Abstract
Background and Aims
This study compared epidemiology, short- and long-term outcomes for patients with community-acquired (CA) and hospital-acquired (HA) acute kidney injury (AKI).
Method
We retrospectively analyzed all episodes of AKI over a period of 3.5 years (2014–2017) on the basis of routinely obtained serum creatinine measurements in 103,161 patients whose creatinine had been measured at least twice and who had been in the hospital for at least two days. We used the “Kidney Disease: Improving Global Outcomes” (KDIGO) criteria for AKI and analyzed the first hospital admission. A total of 103161 were admitted in hospital and fulfilled the inclusion criteria. Average observation period per patient was 248 days.
Results
The incidence of CA-AKI among included hospital admissions was 9.7% compared with an incidence of 8.6% of HA-AKI, giving an overall AKI incidence of 18,3%. Patients with CA-AKI were younger than patients with HAAKI (64 vs 66,2y) and had significantly less comorbidities, including preexisting cardiac failure, ischemic heart disease, hypertension, diabetes.
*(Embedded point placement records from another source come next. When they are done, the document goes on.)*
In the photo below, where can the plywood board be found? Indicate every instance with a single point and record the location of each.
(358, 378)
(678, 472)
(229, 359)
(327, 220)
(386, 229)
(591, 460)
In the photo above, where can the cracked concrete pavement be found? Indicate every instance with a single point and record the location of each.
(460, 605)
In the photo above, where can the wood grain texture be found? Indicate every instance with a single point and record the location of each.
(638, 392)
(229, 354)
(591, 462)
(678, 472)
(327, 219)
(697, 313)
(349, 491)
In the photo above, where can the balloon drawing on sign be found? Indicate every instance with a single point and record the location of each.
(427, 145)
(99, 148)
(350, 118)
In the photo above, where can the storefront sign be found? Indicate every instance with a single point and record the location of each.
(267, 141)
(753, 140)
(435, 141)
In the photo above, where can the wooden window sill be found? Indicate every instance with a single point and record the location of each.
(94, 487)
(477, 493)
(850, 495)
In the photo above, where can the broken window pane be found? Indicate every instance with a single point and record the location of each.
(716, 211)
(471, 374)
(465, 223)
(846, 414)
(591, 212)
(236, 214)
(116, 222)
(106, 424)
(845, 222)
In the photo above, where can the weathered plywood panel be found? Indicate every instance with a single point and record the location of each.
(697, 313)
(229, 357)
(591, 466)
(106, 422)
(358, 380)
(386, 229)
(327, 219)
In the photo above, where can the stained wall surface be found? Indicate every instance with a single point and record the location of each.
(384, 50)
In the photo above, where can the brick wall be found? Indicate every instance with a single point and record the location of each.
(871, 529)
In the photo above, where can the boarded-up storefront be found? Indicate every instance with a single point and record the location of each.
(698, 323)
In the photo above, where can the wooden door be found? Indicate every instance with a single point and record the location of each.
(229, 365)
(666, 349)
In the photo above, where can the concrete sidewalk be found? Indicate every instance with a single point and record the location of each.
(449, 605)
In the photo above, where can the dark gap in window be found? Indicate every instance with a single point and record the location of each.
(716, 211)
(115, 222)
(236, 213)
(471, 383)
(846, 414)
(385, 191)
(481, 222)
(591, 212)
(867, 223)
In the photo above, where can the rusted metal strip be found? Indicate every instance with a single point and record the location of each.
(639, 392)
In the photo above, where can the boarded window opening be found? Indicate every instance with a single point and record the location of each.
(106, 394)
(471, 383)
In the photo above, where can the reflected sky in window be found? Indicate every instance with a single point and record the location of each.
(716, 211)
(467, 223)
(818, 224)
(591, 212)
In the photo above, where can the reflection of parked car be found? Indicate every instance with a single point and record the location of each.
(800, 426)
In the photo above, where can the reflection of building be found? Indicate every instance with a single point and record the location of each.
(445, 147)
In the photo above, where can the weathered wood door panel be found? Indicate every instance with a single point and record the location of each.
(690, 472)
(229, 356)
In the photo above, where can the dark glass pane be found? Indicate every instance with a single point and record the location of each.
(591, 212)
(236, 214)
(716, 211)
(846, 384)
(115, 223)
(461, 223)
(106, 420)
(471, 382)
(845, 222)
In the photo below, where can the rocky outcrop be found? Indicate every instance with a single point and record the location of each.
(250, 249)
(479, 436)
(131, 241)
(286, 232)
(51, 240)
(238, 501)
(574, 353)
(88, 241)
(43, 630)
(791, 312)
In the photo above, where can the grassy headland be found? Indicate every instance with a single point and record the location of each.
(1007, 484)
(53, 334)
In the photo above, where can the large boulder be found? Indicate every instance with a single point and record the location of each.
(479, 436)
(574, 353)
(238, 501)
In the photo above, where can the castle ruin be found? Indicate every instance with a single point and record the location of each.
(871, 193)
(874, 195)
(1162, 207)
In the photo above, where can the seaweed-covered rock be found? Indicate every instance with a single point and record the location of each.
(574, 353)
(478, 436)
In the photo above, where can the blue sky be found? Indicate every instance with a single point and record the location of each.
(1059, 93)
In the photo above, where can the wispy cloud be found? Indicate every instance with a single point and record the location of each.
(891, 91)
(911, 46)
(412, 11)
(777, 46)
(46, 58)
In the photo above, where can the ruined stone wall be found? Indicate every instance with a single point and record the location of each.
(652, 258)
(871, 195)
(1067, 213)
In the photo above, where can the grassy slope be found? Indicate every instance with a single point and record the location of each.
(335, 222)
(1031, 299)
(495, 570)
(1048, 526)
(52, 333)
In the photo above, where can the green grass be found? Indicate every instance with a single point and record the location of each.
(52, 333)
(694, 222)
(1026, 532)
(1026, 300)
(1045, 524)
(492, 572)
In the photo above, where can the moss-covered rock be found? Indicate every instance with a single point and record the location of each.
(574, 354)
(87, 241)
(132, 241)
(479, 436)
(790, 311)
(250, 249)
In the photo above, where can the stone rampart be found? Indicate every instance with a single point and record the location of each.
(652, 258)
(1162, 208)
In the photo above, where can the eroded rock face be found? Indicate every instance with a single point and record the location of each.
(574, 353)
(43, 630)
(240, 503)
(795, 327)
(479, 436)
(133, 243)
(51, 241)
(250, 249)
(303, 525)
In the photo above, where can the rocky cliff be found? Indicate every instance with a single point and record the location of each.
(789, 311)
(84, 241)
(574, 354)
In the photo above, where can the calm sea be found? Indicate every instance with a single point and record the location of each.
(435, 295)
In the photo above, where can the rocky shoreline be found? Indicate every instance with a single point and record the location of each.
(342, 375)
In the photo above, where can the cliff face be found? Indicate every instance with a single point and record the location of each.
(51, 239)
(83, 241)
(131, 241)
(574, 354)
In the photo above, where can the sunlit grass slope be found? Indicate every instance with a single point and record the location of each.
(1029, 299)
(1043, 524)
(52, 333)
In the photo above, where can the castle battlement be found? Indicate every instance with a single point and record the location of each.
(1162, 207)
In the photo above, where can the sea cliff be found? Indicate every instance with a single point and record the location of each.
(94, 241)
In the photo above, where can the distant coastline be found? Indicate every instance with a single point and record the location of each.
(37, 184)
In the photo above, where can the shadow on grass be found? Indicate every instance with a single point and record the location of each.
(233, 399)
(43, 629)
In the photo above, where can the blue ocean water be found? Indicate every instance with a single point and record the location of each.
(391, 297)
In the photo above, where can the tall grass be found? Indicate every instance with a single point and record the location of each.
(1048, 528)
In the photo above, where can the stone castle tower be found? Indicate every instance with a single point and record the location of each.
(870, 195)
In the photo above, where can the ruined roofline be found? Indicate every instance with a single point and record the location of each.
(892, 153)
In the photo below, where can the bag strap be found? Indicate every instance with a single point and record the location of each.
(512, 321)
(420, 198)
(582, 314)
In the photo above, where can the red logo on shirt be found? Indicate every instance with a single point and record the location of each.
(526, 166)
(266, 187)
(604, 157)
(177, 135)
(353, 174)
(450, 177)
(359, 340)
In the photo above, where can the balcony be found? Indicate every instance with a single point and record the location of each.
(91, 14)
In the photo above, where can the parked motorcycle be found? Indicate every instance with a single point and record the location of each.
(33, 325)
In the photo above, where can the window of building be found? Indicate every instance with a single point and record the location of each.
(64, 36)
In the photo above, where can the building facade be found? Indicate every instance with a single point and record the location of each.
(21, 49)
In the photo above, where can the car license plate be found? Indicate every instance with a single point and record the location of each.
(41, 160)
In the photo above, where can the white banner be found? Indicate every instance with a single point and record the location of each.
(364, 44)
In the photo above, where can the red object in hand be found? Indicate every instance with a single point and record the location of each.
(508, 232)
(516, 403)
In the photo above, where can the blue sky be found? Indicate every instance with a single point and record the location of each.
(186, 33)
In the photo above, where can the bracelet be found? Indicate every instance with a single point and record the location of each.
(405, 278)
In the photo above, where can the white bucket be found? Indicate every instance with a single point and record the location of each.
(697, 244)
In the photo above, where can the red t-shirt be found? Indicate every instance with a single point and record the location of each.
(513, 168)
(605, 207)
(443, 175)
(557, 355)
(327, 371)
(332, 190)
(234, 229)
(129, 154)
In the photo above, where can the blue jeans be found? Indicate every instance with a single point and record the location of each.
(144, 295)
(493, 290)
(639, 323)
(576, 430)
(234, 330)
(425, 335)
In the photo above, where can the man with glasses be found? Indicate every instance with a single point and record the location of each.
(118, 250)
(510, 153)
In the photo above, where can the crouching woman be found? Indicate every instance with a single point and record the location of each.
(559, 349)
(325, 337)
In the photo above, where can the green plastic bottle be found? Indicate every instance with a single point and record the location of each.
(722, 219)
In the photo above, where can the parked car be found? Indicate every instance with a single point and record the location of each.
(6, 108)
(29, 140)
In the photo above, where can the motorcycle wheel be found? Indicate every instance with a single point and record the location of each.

Patients with CA-AKI were more likely to have stage 1 AKI (69,3 vs 58,4%, p<0.001) and had significantly shorter lengths of hospital stay than patients with HA-AKI (14 vs 24d, p<0.001).
Those with CA-AKI had better survival than patients with HA-AKI (Figure 1; p<0.001). Patiens with CA-AKI were less likely dialysis dependent before discharge (1,9 vs 4,8% in HA-AKI; p<0.001) Patients with HA-AKI received more often administrative coding of AKI (29,3% vs 26,5% in CA-AKI patients; p<0.001)
Conclusion
Patients with CA-AKI sustain less severe AKI than patients with HA-AKI, accordigly showing better short- and long-term outcomes. However, patiens with CA-AKI are at risk of inadequate clinical perception of AKI.